Мать задрожала. Раздетая донага, она не могла вымолвить ни слова.
– Это же от блохи! – крикнул я. От боли и отчаяния голос у меня дрогнул. – Обычный блошиный укус.
Я уперся руками в каменный пол, пытаясь подняться на ноги. Но получил еще один удар по затылку.
В глазах потемнело, и я отключился.
Иногда я заново переживаю все это во сне. Если засыпаю на диване, то вижу тот день. Вижу капли крови на коже матери. Вижу кучку людей в дверях. И Мэннинга, его занесенную надо мной ступню: он пинает меня, и я прихожу в себя столетия спустя.
Знаете, после этого все изменилось. Не могу сказать, что до того детство мое было идеальным, но теперь мне частенько хочется пробраться обратно, во времена до того.

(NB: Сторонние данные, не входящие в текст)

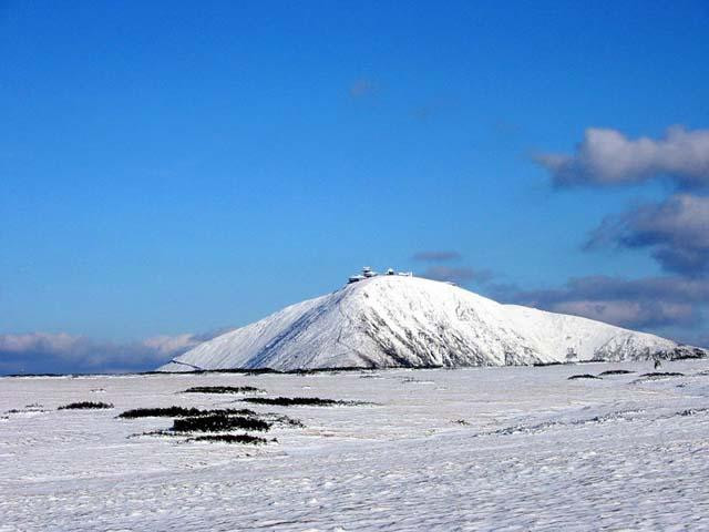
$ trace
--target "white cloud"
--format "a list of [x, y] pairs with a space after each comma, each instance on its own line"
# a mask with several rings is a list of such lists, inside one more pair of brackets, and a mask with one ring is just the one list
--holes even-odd
[[608, 216], [592, 233], [587, 247], [608, 244], [649, 248], [665, 269], [702, 275], [709, 269], [709, 197], [676, 194]]
[[669, 127], [662, 139], [628, 139], [589, 127], [574, 155], [541, 154], [558, 186], [621, 185], [666, 176], [682, 186], [709, 185], [709, 130]]
[[212, 336], [155, 336], [142, 341], [115, 344], [66, 332], [0, 335], [0, 372], [154, 369]]

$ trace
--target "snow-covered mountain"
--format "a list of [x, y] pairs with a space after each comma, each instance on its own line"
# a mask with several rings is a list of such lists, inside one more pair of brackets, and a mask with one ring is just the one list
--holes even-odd
[[707, 355], [645, 332], [393, 275], [286, 307], [201, 344], [160, 370], [502, 366]]

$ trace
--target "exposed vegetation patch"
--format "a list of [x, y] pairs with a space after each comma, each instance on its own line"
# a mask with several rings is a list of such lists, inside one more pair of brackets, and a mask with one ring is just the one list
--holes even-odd
[[685, 374], [679, 371], [653, 371], [651, 374], [643, 374], [640, 377], [648, 379], [661, 379], [664, 377], [684, 377]]
[[[258, 436], [250, 434], [208, 434], [197, 436], [196, 438], [189, 438], [187, 441], [209, 441], [209, 442], [223, 442], [223, 443], [244, 443], [249, 446], [265, 446], [268, 443], [266, 438], [259, 438]], [[275, 438], [271, 441], [278, 441]]]
[[173, 432], [222, 432], [233, 429], [266, 431], [270, 429], [270, 423], [256, 418], [215, 413], [197, 418], [175, 419], [169, 430]]
[[247, 397], [244, 401], [253, 402], [255, 405], [276, 405], [279, 407], [332, 407], [336, 405], [357, 405], [353, 401], [320, 399], [319, 397]]
[[256, 393], [264, 391], [254, 386], [195, 386], [187, 388], [184, 393]]
[[280, 416], [278, 413], [265, 413], [263, 417], [274, 423], [277, 423], [284, 427], [298, 427], [298, 428], [305, 427], [305, 423], [302, 421], [296, 418], [290, 418], [288, 416]]
[[134, 408], [121, 413], [119, 418], [198, 418], [204, 416], [256, 416], [254, 410], [248, 408], [229, 408], [222, 410], [199, 410], [198, 408], [164, 407], [164, 408]]
[[92, 401], [70, 402], [69, 405], [59, 407], [56, 410], [95, 410], [101, 408], [113, 408], [113, 405], [111, 405], [110, 402]]

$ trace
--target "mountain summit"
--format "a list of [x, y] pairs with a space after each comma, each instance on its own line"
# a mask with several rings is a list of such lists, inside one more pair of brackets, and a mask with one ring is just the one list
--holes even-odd
[[435, 280], [362, 278], [205, 341], [161, 367], [503, 366], [706, 356], [600, 321], [502, 305]]

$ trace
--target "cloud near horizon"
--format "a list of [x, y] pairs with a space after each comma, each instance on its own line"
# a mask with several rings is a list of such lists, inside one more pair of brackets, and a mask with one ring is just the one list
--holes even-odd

До того, как я познакомился с Роуз, до того, как увидел, что случилось с матерью, до того, до того, до того…
Уж я бы нипочем не расстался с самим собой – тем, каким был спервоначалу: просто малыш с длинным именем, который был подвластен времени и рос так же, как и все. Но возврата в прошлое нет. С прошлым можно только смириться, носить его в себе, ощущая его растущую тяжесть и моля Бога, чтобы тяжесть эта не сломила тебя окончательно.
Во время обеденного перерыва я сбегал в ближайший супермаркет, чтобы купить сэндвич с копченой говядиной, картофельные чипсы и маленькую бутылочку вишневого сока.
Перед кассой стояла очередь, и я решился сделать то, чего обычно избегаю, – направился к кассе самообслуживания.
Ничего хорошего из этого не вышло. Впрочем, день у меня не задался с самого утра.
Бестелесный женский голос сообщил мне о «неопознанном предмете в упаковочной зоне», хотя в упаковочной зоне не было ничего, кроме покупок, которые я только что отсканировал.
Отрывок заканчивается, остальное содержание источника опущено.